Level 2 inputs: quoted market prices that are observable as direct (prices) or indirect (derived from prices) inputs used to measure fair value and that are not quoted prices as defined by Level 1.
Level 3 inputs: inputs that are not based on observable market data.
The following table shows the categorization of financial assets and financial liabilities into the threelevel fair value hierarchy:
| Recurring fair value measurements | 06/30/2015 | 12/31/2014 | |||||||
|---|---|---|---|---|---|---|---|---|---|
| Fair value Carrying |
Carrying | Fair value | |||||||
| (EUR thousand) | amount | Level 1 | Level 2 | Level 3 | amount | Level 1 | Level 2 | Level 3 | |
| Financial assets measured at fair value | |||||||||
| Derivatives included in hedging relationships | 5,834 | – | 5,834 | – | 4,453 | – | 4,453 | – | |
| Derivatives not included in hedging relationships | 10,919 | – | 10,919 | – | 16,558 | – | 16,558 | – | |
| Available-for-sale financial assets valued at fair value | 9,883 | – | – | 9,883 | 8,518 | – | – | 8,518 | |
| Other financial assets | 37,000 | 37,000 | – | – | 37,036 | 37,036 | – | – | |
| Financial liabilities measured at fair value | |||||||||
| Derivatives included in hedging relationships | 11,274 | – | 11,274 | – | 12,923 | – | 12,923 | – | |
| Derivatives not included in hedging relationships | 10,737 | – | 10,737 | – | 11,445 | – | 11,445 | – | |
| Contingent consideration | 6,174 | – | – | 6,174 | 7,137 | – | – | 7,137 | |
| Financial liabilities not measured at fair value | |||||||||
| Bonds | 276,557 | 285,006 | – | – | 282,202 | 295,810 | – | – | |
| Promissory note bonds | 91,785 | – | 95,182 | – | 90,541 | – | 95,222 | – | |
| Liabilities to banks | 55,579 | – | 56,293 | – | 156,377 | – | 157,245 | – | |
| Other financial liabilities | 79,148 | – | – | 78,005 | 76,987 | – | – | 77,200 |
There were no transfers between the levels of the fair value hierarchy in the first six months of fiscal year 2015.
The fair value of the bond and the other financial assets is calculated on the basis of quoted bid prices on an active market and is therefore categorized within Level 1. The fair value includes the interest deferred as of the reporting date.

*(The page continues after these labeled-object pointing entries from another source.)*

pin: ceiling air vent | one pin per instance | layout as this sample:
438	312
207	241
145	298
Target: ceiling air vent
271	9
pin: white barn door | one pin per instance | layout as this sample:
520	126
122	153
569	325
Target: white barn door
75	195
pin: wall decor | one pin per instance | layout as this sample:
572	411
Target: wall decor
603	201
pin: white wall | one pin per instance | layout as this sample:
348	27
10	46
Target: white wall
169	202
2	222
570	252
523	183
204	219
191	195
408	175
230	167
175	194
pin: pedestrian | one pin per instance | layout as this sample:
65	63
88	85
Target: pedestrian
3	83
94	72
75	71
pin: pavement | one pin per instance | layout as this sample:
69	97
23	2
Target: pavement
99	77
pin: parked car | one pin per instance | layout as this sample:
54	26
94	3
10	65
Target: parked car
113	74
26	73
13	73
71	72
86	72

The fair value of derivatives is calculated using quoted exchange rates and yield curves observable in the market. Accordingly, these are categorized within Level 2 of the fair value hierarchy.
The fair value of borrower's note loans and liabilities to banks is measured on the basis of the yield curve, taking into account credit spreads. They are therefore categorized within Level 2 of the fair value hierarchy. The interest deferred as of the reporting date is included in the fair values.
The fair values of trade receivables, cash and cash equivalents, and other financial receivables essentially correspond to the carrying amounts; this is due to the predominantly short remaining maturities.
Certain other financial liabilities resulting from the sale of the former GEA Heat Exchangers Segment, which was completed in 2014, are categorized within Level 3 of the fair value hierarchy, since their fair value is measured on the basis of the present value of future cash outflows expected on the basis of contractual obligations associated with the sale.
A receivable relating to the former raw material activities of Metallgesellschaft AG that had previously been written off was allocated to Level 3 financial instruments; its fair value is determined by means of a present value calculation on the basis of the debtor's payment plan.
Financial liabilities resulting from contingent purchase price considerations are also assigned to Level 3 of the fair value hierarchy. The fair value of these liabilities is determined by means of present value calculations, taking into account various inputs that are not observable in the market, and that are based in particular on corporate planning, as specified in the respective purchase price clauses.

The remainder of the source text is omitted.